Hi, very nice goals! I’m personally not really interested in the scientific side, but I always love seeing nice graphics :stuck_out_tongue:

I (and many other people here in the forum and in the gitter/IRC chat) can also help with reviewing!


I’d suggest making a separate post asking for review, to avoid many unrelated messages about your code and “hiding” relevant reply to your “call-to-data-scientists”…


If you make a separate post, I’ll move the following :point_down: to it to cleanup this thread!

A quick look at a file led me to https://github.com/crystal-data/aquaplot/blob/1fd38eb23cf513dd7554ab3f6207a8c7ce13cd41/src/plot/base.cr where you do:

class Foo
  property some_field : TheType
  # ...

  # Then a manual getter and setter
  def get_some_field
    # get the public value for @some_field
    @some_field.some_internal_value
  end

  def set_some_field(@some_field)
  end
end

This can be simplified to:

class Foo
  @some_field : TheType
  # ...

  # Then a manual getter and setter
  def some_field
    # get the value for @some_field with some operation...
    @some_field.some_internal_value
  end

  def some_field=(@some_field)
  end
  # or simply
  setter some_field
  # (the `setter` macro will roughly generate the method `some_field=` like above)
end

# Then to use in a subclass:
class Bar < Foo
  def some_method
    value = self.some_field # call the getter
    self.some_field = value + 1 # call the setter (the method `some_field=(arg)`)
  end
end

You don’t need the property, because it is a macro that generates a getter and a setter that you don’t use, see the documentation for more info on that: https://crystal-lang.org/api/latest/Object.html#property(*names,&block)-macro

Edit:
You could even simplify more (thanks @Blacksmoke16 for pointing it out in gitter chat), using another form of the setter macro:

class Foo
  setter some_field : TheType

  def some_field
    @some_field.some_internal_value
  end
end

The line setter some_field : TheType will basically generate the following code:

@some_field : TheType

def some_field=(@some_field : TheType)
end

More infos in the docs: https://crystal-lang.org/api/latest/Object.html#setter(*names)-macro

1 Like

A couple of years ago (time flies!) I toyed with a Crystal lib that bound to LAPACK and BLAS and provided some more idiomatic Crystal APIs on top of them.

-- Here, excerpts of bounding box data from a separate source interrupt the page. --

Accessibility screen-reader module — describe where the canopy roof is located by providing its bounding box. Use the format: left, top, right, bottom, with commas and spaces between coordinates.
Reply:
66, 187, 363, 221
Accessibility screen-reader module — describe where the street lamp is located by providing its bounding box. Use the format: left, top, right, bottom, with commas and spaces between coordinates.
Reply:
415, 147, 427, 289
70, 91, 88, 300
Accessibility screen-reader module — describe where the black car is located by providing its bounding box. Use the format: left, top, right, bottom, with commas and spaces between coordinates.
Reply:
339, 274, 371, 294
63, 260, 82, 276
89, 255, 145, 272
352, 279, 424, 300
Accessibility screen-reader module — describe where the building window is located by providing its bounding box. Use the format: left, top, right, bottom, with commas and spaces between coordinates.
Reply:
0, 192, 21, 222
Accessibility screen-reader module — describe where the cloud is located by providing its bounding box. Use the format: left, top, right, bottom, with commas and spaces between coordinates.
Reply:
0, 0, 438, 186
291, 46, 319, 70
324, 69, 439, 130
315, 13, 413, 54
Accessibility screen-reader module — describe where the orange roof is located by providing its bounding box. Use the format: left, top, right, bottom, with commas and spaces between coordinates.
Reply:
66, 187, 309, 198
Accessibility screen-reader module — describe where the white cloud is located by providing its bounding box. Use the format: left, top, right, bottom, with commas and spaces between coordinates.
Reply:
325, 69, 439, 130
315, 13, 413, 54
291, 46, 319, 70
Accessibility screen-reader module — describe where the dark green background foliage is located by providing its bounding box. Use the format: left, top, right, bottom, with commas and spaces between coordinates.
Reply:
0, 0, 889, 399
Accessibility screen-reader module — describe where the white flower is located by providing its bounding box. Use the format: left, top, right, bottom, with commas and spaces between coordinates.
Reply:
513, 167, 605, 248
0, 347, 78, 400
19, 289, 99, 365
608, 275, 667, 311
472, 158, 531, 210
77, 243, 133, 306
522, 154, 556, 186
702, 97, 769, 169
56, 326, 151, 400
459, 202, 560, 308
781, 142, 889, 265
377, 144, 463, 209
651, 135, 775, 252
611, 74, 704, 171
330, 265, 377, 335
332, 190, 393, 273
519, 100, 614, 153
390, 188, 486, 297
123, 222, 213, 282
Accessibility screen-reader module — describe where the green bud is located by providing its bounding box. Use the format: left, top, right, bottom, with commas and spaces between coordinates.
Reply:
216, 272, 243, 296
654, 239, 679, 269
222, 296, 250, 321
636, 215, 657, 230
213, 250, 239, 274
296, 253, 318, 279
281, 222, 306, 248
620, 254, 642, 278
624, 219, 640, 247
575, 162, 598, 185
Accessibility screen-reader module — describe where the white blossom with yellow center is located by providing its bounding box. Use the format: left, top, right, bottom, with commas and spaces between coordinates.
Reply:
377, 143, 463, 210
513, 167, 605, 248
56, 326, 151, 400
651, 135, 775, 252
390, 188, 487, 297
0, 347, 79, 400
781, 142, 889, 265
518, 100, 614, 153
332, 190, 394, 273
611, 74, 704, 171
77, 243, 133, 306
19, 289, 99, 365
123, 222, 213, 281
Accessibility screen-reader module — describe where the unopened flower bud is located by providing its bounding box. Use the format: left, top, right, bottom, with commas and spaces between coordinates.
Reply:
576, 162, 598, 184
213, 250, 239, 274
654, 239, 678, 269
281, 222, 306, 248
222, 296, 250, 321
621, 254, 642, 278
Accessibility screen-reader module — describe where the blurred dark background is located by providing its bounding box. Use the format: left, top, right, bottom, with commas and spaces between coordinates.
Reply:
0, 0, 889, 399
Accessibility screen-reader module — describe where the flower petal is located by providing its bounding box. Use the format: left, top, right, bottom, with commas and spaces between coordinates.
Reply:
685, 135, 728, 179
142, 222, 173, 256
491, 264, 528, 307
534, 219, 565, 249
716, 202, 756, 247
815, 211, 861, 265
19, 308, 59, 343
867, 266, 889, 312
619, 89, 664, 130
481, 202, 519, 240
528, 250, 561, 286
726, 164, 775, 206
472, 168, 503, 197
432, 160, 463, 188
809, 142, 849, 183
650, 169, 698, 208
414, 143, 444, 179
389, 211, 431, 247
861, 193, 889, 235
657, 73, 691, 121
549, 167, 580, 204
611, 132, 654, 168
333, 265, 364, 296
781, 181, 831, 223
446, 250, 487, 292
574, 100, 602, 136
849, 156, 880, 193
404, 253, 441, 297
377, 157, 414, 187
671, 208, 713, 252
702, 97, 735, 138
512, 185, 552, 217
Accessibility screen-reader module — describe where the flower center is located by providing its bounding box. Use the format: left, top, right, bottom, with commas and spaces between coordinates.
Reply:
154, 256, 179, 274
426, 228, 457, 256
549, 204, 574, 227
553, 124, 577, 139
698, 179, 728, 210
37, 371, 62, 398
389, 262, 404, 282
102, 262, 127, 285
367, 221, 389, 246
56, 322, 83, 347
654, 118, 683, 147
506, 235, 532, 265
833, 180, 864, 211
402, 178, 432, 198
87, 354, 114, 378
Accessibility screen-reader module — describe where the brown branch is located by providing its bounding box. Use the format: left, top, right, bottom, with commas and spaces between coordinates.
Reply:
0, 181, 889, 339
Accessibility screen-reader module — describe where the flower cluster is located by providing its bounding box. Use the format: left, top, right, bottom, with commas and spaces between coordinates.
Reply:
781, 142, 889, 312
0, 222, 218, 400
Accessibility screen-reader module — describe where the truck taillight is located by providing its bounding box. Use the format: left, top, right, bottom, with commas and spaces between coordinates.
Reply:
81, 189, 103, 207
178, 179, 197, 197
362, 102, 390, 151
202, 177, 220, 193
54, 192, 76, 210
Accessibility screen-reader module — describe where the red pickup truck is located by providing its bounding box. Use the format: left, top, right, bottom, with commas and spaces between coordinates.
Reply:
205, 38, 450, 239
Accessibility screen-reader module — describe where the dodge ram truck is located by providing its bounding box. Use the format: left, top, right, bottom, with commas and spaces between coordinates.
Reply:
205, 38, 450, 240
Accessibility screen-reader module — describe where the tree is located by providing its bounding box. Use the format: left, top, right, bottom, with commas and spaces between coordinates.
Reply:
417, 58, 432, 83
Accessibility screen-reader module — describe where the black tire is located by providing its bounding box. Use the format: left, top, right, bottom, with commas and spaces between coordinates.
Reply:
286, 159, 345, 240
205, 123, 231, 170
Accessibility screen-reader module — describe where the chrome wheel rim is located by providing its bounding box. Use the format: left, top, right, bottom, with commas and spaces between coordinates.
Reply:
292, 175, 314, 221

I didn’t have the time to maintain it though, but the preliminary results were promising (https://manas.tech/blog/2015/10/30/linear-algebra-in-crystal-from-lapack.html):

At least it might give you a head start or some ideas :). Feel free to fork or whatever!

1 Like

Phenomenal library. Definitely gives a great head start binding to BLAS and LAPACK. Thanks for linking!

1 Like

I would love to help you ! :)

I don’t know where to start, maybe create some issues on shards could helps.

1 Like

@alex-lairan thanks for the offer! I will start creating some issues that need attention. Just for my benefit, are you more interested in working on the charting library or the scientific computing library?

1 Like

Mostly on the scientific one.

Separate the post for review with data scientist

Amazing shard. You should submit it to Awesom Crystal Repo.

I’m pretty sure many people would find it useful too.

@christopherzimmerman I noticed the repository has now been archived. I’m really interested in a plotting library right now and I would prefer not to start my own from scratch.
Just wondering why you archived it and if you still plan on working on it.
I’m contemplating forking the repo and extending it. Not sure yet.

@appcypher. I archived it because it was mostly poorly written code. I’ve actually been working on adding bindings for PlPlot, which is more targeted as scientific plotting, to my numerical computing library num.cr. I would love it if you were interested in contributing to that!

1 Like

I’m more interested in using Julia for data science, but I am interested in Chrystal for front end things, including visualisation.

Julia uses a variety of visualisation packages, like GR, written in C, Plotly, written in JavaScript, and PyPlots, written in Python, in Plots.jl. I would love to see aquaplot as a backend fol Plots.jl, especially since speed is a continued issue, fol Plots.jl, and GR gives speed at the expense of usefulness (sliders for example).